OREANDA-NEWS. November 05, 2013. Energy Transfer Equity, L.P. (NYSE: ETE) (the "Partnership") announced today that it has commenced a tender offer (the "Tender Offer") to purchase for cash up to an aggregate of USD 400 million principal amount of its outstanding 7.500% Senior Notes due 2020 (the "Notes") from registered holders of the Notes (the "Holders").

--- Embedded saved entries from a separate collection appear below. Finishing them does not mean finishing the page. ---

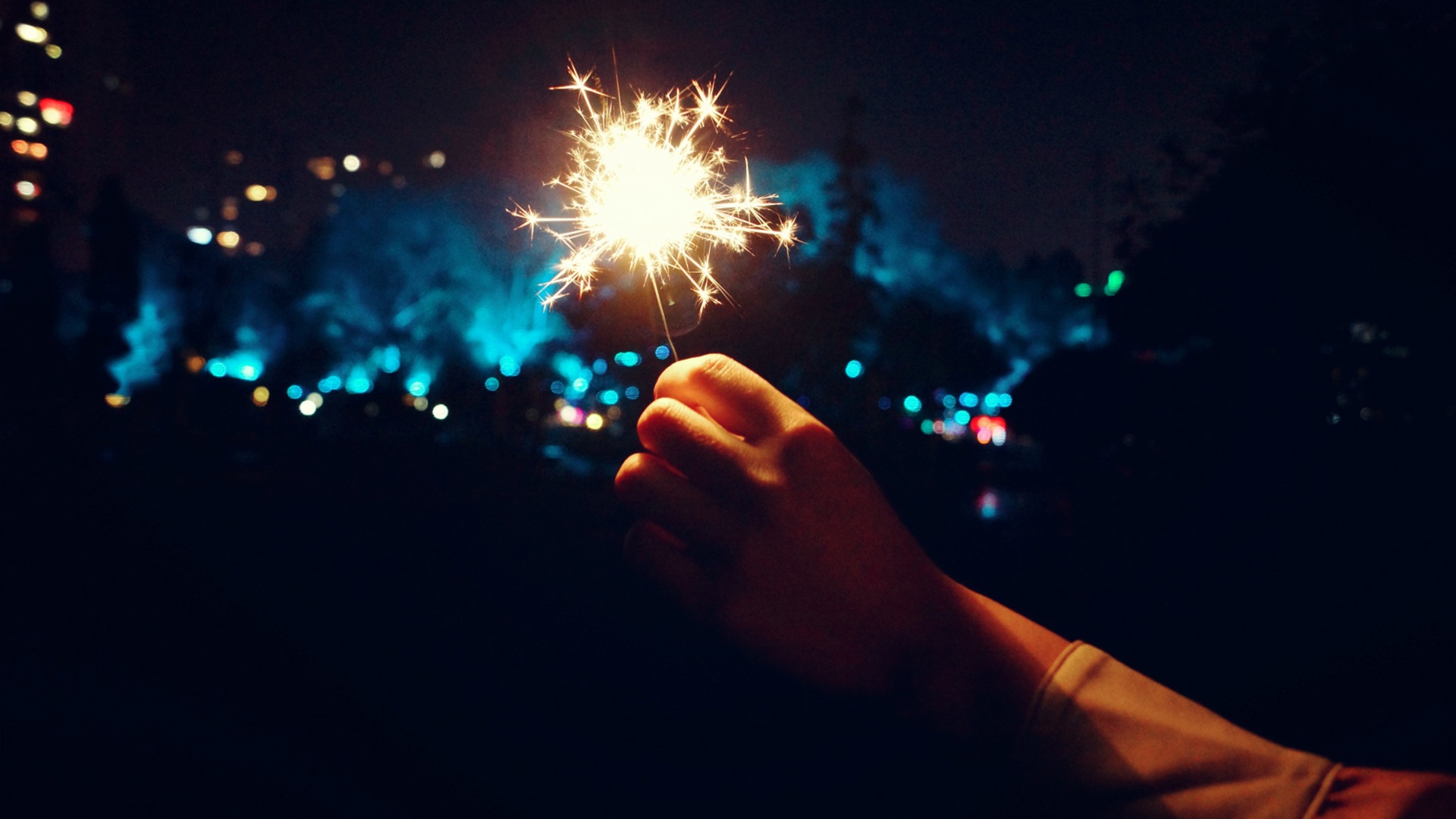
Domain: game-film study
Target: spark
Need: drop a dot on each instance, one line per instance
(647, 184)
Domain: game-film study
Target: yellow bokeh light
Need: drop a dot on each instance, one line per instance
(31, 34)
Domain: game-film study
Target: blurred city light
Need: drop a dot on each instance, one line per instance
(1114, 281)
(55, 111)
(322, 167)
(31, 34)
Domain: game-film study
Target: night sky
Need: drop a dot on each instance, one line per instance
(999, 111)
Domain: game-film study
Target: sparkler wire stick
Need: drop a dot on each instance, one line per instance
(647, 184)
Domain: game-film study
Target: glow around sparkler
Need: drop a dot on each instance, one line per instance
(648, 186)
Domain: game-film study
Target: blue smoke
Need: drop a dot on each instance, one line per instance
(150, 335)
(406, 281)
(1027, 312)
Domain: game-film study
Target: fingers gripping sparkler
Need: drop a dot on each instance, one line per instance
(648, 186)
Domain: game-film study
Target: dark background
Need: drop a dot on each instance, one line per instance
(1241, 490)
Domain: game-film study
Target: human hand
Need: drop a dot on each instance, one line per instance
(758, 519)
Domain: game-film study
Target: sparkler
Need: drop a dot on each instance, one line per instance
(648, 186)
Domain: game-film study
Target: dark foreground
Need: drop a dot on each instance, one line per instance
(424, 629)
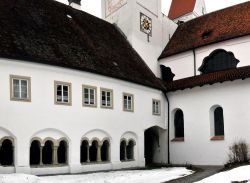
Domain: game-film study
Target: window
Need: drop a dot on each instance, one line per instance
(20, 88)
(89, 96)
(106, 98)
(179, 124)
(128, 102)
(62, 93)
(156, 107)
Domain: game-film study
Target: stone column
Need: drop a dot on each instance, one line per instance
(88, 160)
(99, 159)
(41, 155)
(54, 155)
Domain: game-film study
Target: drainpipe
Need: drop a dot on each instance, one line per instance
(194, 62)
(165, 94)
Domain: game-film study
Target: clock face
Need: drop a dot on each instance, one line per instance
(146, 24)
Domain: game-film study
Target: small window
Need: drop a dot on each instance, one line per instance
(62, 93)
(20, 88)
(89, 96)
(156, 107)
(106, 98)
(128, 102)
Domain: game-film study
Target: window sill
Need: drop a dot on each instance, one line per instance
(217, 138)
(179, 139)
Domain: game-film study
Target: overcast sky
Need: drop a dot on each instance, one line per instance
(94, 6)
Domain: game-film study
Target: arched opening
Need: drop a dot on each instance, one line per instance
(48, 153)
(151, 144)
(93, 151)
(130, 150)
(218, 122)
(62, 152)
(105, 151)
(123, 150)
(179, 124)
(6, 153)
(35, 152)
(84, 151)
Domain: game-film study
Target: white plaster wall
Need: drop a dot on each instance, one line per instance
(182, 65)
(127, 18)
(28, 119)
(195, 103)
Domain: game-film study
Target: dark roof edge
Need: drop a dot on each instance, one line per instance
(208, 79)
(161, 86)
(185, 50)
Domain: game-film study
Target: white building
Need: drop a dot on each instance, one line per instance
(77, 95)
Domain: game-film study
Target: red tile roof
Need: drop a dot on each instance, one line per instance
(211, 78)
(180, 7)
(211, 28)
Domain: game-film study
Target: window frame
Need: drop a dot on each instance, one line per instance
(111, 98)
(56, 83)
(17, 77)
(132, 102)
(95, 95)
(159, 107)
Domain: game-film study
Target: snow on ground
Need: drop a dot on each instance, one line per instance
(131, 176)
(237, 174)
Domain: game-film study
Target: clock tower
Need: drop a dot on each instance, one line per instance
(143, 25)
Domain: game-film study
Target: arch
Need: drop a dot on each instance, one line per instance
(105, 150)
(97, 134)
(93, 151)
(130, 149)
(7, 152)
(152, 144)
(35, 152)
(84, 151)
(123, 144)
(47, 152)
(62, 151)
(50, 134)
(179, 123)
(217, 120)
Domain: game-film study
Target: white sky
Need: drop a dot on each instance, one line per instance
(94, 6)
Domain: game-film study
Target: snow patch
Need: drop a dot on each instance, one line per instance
(135, 176)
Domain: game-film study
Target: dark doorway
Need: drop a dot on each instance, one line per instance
(47, 152)
(105, 151)
(130, 150)
(62, 152)
(6, 153)
(93, 151)
(35, 152)
(123, 150)
(151, 144)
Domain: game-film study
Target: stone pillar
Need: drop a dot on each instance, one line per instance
(54, 155)
(99, 159)
(41, 155)
(88, 160)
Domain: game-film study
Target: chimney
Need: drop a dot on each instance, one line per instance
(75, 4)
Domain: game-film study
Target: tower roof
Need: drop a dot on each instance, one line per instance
(181, 7)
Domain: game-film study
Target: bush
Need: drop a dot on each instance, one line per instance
(239, 153)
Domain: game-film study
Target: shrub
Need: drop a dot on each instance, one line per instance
(239, 153)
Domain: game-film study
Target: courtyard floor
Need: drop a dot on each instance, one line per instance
(130, 176)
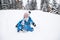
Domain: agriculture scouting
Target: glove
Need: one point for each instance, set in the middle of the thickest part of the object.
(16, 25)
(34, 24)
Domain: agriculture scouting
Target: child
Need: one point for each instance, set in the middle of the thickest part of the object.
(25, 23)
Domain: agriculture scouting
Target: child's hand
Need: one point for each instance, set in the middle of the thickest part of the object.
(34, 24)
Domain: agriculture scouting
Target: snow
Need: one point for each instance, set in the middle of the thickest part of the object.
(48, 25)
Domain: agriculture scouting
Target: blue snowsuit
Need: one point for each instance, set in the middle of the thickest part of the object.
(26, 26)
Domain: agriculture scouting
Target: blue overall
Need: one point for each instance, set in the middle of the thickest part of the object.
(26, 26)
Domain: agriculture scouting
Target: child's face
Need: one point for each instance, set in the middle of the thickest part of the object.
(26, 15)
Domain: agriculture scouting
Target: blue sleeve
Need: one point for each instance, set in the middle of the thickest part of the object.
(19, 23)
(31, 20)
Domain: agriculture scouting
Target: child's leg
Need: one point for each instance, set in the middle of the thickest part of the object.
(19, 29)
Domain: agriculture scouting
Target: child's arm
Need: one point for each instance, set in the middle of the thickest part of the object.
(19, 23)
(32, 22)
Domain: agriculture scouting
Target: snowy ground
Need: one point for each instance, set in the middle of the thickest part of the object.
(48, 25)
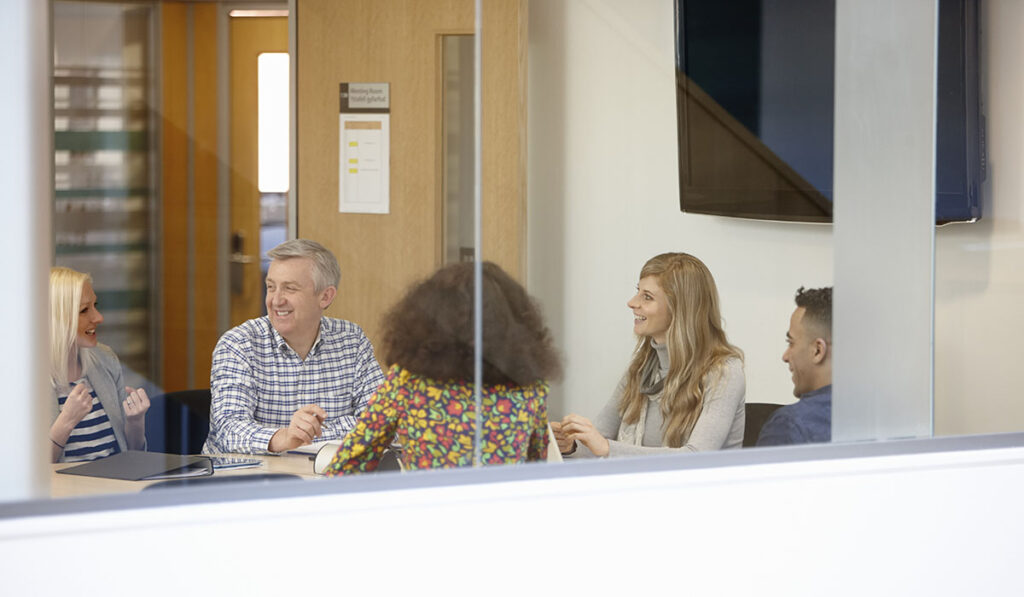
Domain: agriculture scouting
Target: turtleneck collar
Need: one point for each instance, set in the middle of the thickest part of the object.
(663, 356)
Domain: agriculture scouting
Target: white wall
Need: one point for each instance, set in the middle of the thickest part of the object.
(904, 524)
(603, 198)
(25, 240)
(980, 267)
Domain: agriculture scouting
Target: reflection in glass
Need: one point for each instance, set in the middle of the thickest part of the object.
(457, 138)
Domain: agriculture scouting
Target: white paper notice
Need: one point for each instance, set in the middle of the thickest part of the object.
(365, 157)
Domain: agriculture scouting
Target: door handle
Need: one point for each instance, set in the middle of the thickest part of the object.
(238, 262)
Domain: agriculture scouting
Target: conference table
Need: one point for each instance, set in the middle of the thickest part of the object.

There is currently USD 1.8 billion in aggregate principal amount of the Notes outstanding. The Tender Offer is being made pursuant to, and subject to the terms and conditions in, the Offer to Purchase. The principal amount of Notes purchased in the Tender Offer is currently capped at USD 400 million (the "Tender Cap"). Subject to the satisfaction of the financing and other conditions, and subject to the Tender Cap, the Partnership intends to accept for purchase all Notes validly tendered at or prior to the Expiration Time (as defined below). In the event that the principal amount of Notes validly tendered in the Tender Offer exceeds the Tender Cap, the Partnership will purchase the tendered notes on a pro rata basis, as set forth in the Offer to Purchase.

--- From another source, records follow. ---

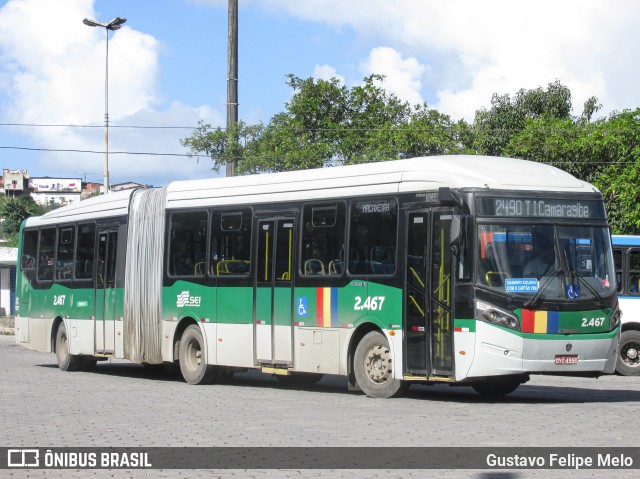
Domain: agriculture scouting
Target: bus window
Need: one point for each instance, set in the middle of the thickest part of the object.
(29, 249)
(64, 253)
(372, 244)
(617, 260)
(231, 243)
(46, 252)
(85, 251)
(188, 244)
(323, 240)
(633, 277)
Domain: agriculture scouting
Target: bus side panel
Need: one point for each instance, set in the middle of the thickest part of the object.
(81, 334)
(235, 326)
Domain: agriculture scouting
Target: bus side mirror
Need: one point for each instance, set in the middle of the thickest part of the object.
(456, 232)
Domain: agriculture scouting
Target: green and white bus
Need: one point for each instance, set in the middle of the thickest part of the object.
(391, 273)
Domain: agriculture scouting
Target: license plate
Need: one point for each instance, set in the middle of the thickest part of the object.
(566, 359)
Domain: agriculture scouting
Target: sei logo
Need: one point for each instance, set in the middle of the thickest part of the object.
(185, 300)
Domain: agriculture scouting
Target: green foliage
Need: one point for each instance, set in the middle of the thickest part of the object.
(14, 210)
(508, 116)
(325, 123)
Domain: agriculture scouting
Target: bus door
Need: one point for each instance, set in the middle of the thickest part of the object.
(105, 292)
(273, 325)
(428, 322)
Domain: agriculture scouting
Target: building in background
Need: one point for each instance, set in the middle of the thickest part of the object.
(15, 182)
(47, 191)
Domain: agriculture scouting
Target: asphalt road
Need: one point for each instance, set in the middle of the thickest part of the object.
(126, 405)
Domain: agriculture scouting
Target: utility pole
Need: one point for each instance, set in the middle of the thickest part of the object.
(232, 75)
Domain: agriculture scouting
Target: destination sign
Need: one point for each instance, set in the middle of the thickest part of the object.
(541, 208)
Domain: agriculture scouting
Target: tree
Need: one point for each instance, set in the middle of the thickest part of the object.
(223, 145)
(507, 117)
(14, 210)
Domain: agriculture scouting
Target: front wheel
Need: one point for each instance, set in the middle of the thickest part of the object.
(193, 364)
(628, 363)
(373, 367)
(66, 360)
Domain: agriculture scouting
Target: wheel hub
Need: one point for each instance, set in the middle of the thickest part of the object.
(378, 364)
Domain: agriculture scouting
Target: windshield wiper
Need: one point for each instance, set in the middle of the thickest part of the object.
(536, 298)
(574, 274)
(598, 297)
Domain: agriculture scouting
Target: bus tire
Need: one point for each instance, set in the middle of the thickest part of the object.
(66, 361)
(373, 367)
(628, 363)
(193, 364)
(497, 386)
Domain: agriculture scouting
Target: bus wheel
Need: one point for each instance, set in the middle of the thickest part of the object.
(629, 357)
(66, 361)
(373, 367)
(192, 357)
(497, 386)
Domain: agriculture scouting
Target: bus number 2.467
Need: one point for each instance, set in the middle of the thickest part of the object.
(372, 303)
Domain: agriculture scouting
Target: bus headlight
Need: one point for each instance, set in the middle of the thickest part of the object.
(492, 314)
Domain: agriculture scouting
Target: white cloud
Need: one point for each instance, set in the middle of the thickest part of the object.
(54, 73)
(473, 49)
(403, 77)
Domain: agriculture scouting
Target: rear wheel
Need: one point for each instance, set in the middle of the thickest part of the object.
(628, 363)
(373, 367)
(497, 386)
(193, 364)
(66, 360)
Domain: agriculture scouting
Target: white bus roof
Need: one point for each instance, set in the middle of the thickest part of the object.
(104, 206)
(387, 177)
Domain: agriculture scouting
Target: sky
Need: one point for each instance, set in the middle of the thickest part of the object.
(168, 68)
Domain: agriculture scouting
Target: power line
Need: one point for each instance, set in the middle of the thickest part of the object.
(253, 157)
(61, 150)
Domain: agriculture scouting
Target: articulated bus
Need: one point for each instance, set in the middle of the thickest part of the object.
(425, 270)
(626, 255)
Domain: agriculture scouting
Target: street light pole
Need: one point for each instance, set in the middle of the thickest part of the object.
(114, 24)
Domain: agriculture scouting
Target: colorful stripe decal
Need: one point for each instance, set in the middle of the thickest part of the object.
(327, 307)
(540, 322)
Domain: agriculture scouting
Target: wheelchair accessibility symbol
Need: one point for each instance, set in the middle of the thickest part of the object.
(302, 307)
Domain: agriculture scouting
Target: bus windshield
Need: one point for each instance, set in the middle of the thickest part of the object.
(552, 262)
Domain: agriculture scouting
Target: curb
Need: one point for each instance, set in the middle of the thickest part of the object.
(7, 326)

Subject to the terms and conditions in the Offer to Purchase, Holders who validly tender their Notes before 5:00 p.m., New York City time, on November 13, 2013 (the "Early Tender Deadline"), will receive the Total Consideration, which includes an early tender payment (the "Early Tender Payment") of USD 50.00 per USD 1,000 principal amount of Notes (which is payable in respect of Notes tendered at or prior to the Early Tender Deadline and accepted for purchase). Holders who validly tender their Notes after the Early Tender Deadline and at or prior to the Expiration Time (as defined below) that are accepted for purchase will be eligible to receive only the Tender Offer Consideration, and not the Early Tender Payment. Validly tendered Notes may be validly withdrawn at any time at or prior to the withdrawal deadline, which is 5:00 p.m., New York City time, on November 13, 2013, unless extended or earlier terminated.

The Tender Offer will expire at 11:59 p.m., New York City time, on November 27, 2013 (the "Expiration Time"), unless extended or earlier terminated. Holders who validly tender their Notes and whose Notes are accepted for payment will receive accrued and unpaid interest from the last interest payment date to, but excluding, the payment date. The payment date is expected to be the second business day following the Expiration Time. 

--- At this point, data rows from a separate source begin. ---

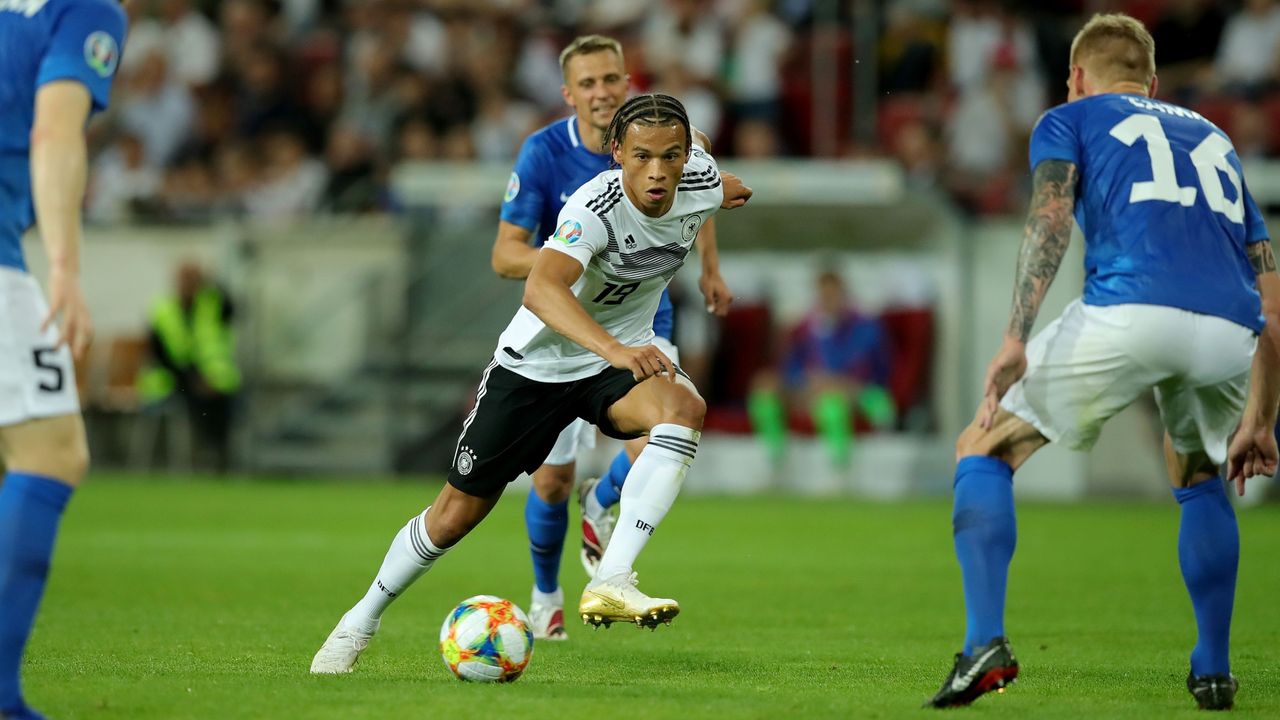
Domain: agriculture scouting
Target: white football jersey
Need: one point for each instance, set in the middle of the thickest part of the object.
(627, 259)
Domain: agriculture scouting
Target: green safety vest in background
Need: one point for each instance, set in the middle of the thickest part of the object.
(205, 343)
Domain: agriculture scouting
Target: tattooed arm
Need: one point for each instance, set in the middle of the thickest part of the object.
(1045, 238)
(1253, 449)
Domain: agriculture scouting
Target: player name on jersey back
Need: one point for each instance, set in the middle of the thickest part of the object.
(627, 260)
(23, 7)
(1161, 201)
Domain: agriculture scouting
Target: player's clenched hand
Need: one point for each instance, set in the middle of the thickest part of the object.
(735, 192)
(68, 308)
(1253, 452)
(716, 292)
(1005, 369)
(644, 361)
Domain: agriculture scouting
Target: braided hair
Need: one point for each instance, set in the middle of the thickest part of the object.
(653, 109)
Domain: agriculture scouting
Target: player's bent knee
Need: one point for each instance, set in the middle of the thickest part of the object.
(53, 449)
(685, 408)
(972, 441)
(553, 483)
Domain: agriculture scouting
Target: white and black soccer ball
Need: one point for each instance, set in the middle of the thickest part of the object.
(487, 639)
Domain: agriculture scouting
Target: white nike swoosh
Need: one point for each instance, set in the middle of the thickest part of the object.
(961, 682)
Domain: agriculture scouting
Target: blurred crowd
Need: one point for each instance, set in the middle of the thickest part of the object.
(280, 108)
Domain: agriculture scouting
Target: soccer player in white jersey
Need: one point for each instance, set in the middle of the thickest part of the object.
(58, 59)
(580, 346)
(553, 163)
(1180, 297)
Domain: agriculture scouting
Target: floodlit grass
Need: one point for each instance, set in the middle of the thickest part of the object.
(199, 598)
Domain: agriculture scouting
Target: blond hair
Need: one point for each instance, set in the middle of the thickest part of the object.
(1115, 48)
(586, 45)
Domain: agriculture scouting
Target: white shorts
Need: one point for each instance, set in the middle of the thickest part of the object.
(1093, 361)
(36, 381)
(580, 433)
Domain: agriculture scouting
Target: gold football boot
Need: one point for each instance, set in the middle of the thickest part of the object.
(617, 600)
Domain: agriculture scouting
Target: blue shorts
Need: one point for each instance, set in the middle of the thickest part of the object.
(664, 320)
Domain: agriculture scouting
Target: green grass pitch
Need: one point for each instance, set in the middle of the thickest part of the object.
(192, 598)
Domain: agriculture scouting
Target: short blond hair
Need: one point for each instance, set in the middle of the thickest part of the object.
(586, 45)
(1116, 48)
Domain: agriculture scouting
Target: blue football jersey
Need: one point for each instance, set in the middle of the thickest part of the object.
(552, 164)
(1162, 205)
(44, 41)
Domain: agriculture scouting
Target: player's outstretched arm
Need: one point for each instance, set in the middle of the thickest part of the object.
(736, 194)
(1046, 236)
(59, 167)
(1253, 449)
(512, 255)
(714, 288)
(549, 296)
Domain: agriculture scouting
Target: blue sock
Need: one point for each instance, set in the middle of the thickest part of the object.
(984, 533)
(1208, 551)
(548, 524)
(608, 491)
(30, 510)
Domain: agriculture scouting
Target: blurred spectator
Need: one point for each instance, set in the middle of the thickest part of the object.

In conjunction with the Tender Offer, the Partnership intends to launch a comprehensive refinancing of its existing debt. To that end, the Partnership intends to refinance its current USD 900 million senior secured term loan due March 2017 and is finalizing a new five-year revolving credit facility for up to USD 600 million. Proceeds from a possible new issuance of senior secured notes and/or a new term loan will be used to satisfy any proceeds required for a successful tender of the Notes. There can be no assurance that the Partnership will successfully refinance its existing term loan or raise adequate funds for the tender from any intended new issuance of senior secured notes or any term loan financing.